I didn't have any troubles using the ELINT sensors, but I've started some testing, just to be sure. And oh boy you're right, the ELINT sensor doesn't detect anything on its own. But if you detect the thermal signature, it will start detecting the EM signatures as well. Active sensor doesn't help, it needs to be passive (EM or thermal, either of them seem to work).
My ELINT ships have thermal sensors, that is why it worked with populations, but I probably missed many active sensor contacts when I didn't detect their thermal signatures. Thanks for pointing that out.
I agree, that we could use an indicator of intelligence points about sensors. And some better way to indicate that an ELINT sensor is gathering data from a source, would be useful. Perhaps just some text under the population's readout, that it's being monitored. It's just slightly better than checking it for intelligence points change, so probably a different approach would be better - maybe a toggle on the map view, to put a suffix after the EM source, something like
EM 40 321 ELINT-5 (with the sensor sensitivity after the dash). Both would probably be best. Maybe someone has a better idea?
So I SM-edited in my current compact EM sensor (and took out a big chunk of the fuel allowance) on my intel ship. It detects the targets. I'm still not seeing any evidence of intel points accruing after a few (grindingly slow) days of time advancing. The wiki claims the expectation should be one point per day?
The population intel points are still reporting zero.

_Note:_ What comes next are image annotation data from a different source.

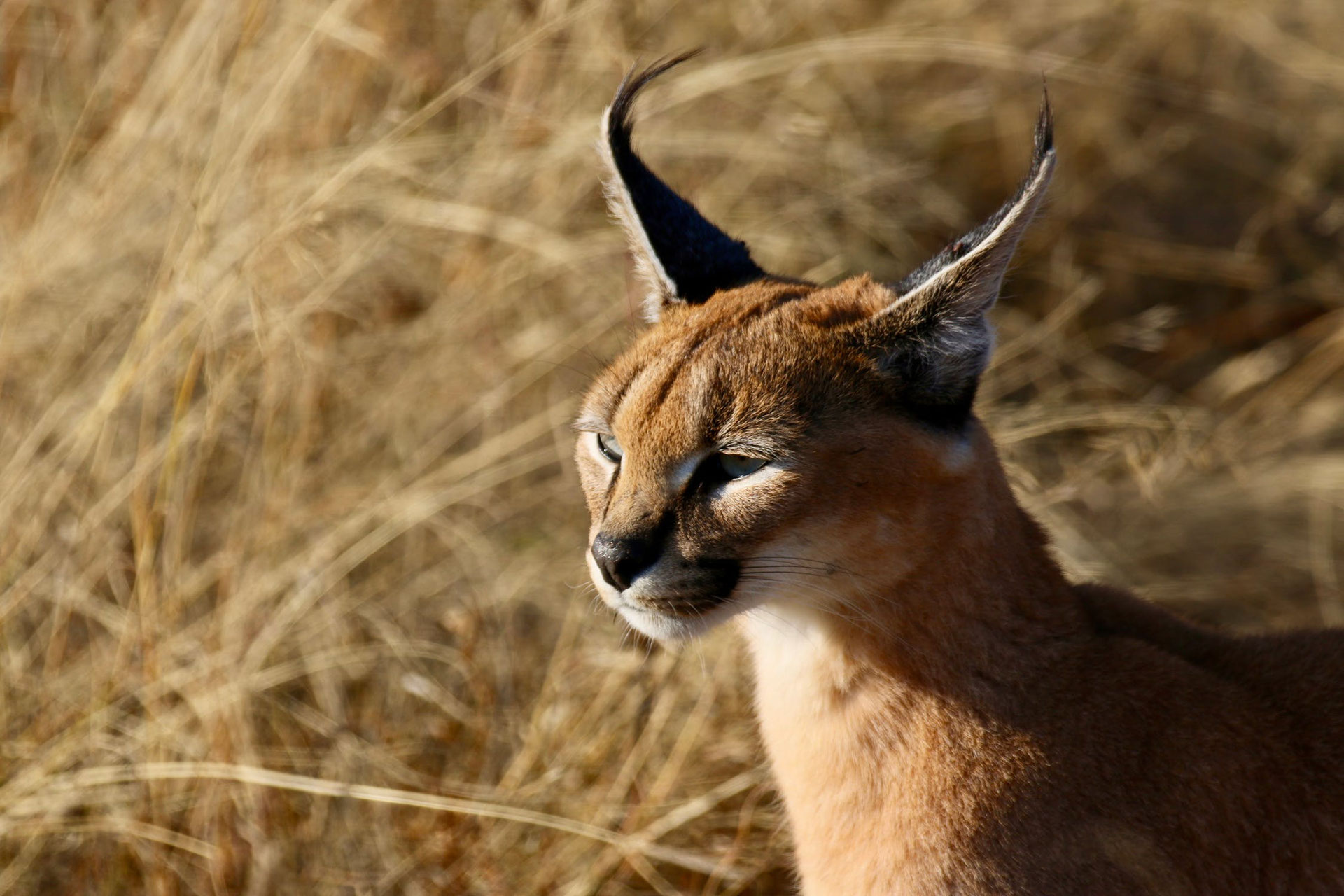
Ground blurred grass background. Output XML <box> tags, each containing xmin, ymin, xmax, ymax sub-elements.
<box><xmin>0</xmin><ymin>0</ymin><xmax>1344</xmax><ymax>896</ymax></box>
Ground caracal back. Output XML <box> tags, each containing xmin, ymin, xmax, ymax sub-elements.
<box><xmin>577</xmin><ymin>58</ymin><xmax>1344</xmax><ymax>896</ymax></box>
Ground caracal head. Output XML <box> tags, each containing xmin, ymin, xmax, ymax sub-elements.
<box><xmin>575</xmin><ymin>57</ymin><xmax>1055</xmax><ymax>639</ymax></box>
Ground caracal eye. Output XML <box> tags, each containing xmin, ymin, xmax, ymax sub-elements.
<box><xmin>715</xmin><ymin>451</ymin><xmax>764</xmax><ymax>479</ymax></box>
<box><xmin>596</xmin><ymin>433</ymin><xmax>625</xmax><ymax>463</ymax></box>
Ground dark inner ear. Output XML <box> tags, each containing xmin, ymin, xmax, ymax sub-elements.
<box><xmin>605</xmin><ymin>52</ymin><xmax>764</xmax><ymax>312</ymax></box>
<box><xmin>853</xmin><ymin>102</ymin><xmax>1055</xmax><ymax>427</ymax></box>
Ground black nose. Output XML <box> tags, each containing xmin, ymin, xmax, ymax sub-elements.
<box><xmin>593</xmin><ymin>533</ymin><xmax>659</xmax><ymax>591</ymax></box>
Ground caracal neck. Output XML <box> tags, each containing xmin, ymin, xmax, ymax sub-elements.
<box><xmin>738</xmin><ymin>438</ymin><xmax>1087</xmax><ymax>896</ymax></box>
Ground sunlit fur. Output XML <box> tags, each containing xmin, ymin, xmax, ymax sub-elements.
<box><xmin>577</xmin><ymin>59</ymin><xmax>1344</xmax><ymax>896</ymax></box>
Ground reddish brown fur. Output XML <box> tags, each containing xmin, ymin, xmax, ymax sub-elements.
<box><xmin>577</xmin><ymin>60</ymin><xmax>1344</xmax><ymax>896</ymax></box>
<box><xmin>580</xmin><ymin>278</ymin><xmax>1344</xmax><ymax>895</ymax></box>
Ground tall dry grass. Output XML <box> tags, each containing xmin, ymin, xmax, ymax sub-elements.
<box><xmin>0</xmin><ymin>0</ymin><xmax>1344</xmax><ymax>896</ymax></box>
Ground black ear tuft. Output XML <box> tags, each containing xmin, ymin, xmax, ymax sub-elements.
<box><xmin>601</xmin><ymin>51</ymin><xmax>764</xmax><ymax>320</ymax></box>
<box><xmin>853</xmin><ymin>98</ymin><xmax>1055</xmax><ymax>424</ymax></box>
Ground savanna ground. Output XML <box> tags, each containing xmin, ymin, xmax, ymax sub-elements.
<box><xmin>0</xmin><ymin>0</ymin><xmax>1344</xmax><ymax>896</ymax></box>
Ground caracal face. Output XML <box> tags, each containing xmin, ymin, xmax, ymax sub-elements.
<box><xmin>575</xmin><ymin>57</ymin><xmax>1055</xmax><ymax>639</ymax></box>
<box><xmin>575</xmin><ymin>278</ymin><xmax>960</xmax><ymax>639</ymax></box>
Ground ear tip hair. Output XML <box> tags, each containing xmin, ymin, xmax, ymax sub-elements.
<box><xmin>602</xmin><ymin>47</ymin><xmax>704</xmax><ymax>141</ymax></box>
<box><xmin>1035</xmin><ymin>88</ymin><xmax>1055</xmax><ymax>158</ymax></box>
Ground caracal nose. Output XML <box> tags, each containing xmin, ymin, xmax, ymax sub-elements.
<box><xmin>593</xmin><ymin>533</ymin><xmax>659</xmax><ymax>591</ymax></box>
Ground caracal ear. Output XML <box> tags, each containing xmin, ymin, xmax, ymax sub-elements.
<box><xmin>852</xmin><ymin>97</ymin><xmax>1055</xmax><ymax>426</ymax></box>
<box><xmin>599</xmin><ymin>51</ymin><xmax>764</xmax><ymax>321</ymax></box>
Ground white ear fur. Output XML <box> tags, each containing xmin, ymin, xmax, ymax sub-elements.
<box><xmin>860</xmin><ymin>101</ymin><xmax>1055</xmax><ymax>421</ymax></box>
<box><xmin>598</xmin><ymin>95</ymin><xmax>678</xmax><ymax>315</ymax></box>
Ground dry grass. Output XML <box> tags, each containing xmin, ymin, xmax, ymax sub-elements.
<box><xmin>0</xmin><ymin>0</ymin><xmax>1344</xmax><ymax>896</ymax></box>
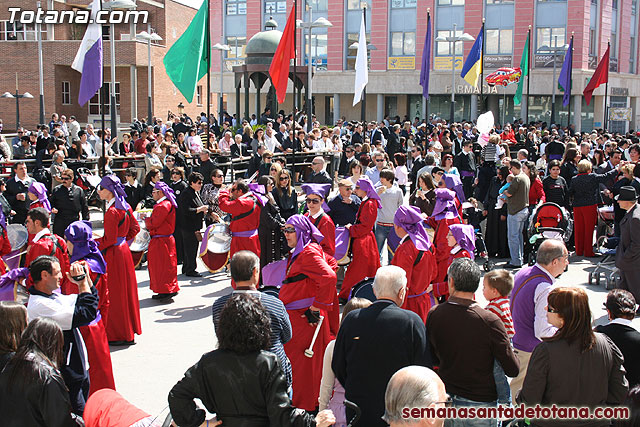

I'm not sure where I'd even find the points counted against "AS #8", but I'm certainly not seeing any reported.
Going to try flying away and then flying back, though I would be a bit surprised if that helped.
I've tested that SM-ing sensors on a ship in orbit, I didn't need to move it around. If your ship has only passive thermal sensors and the ELINT sensor, and you detect the EM signature of something, that probably means you're getting the intelligence data from it.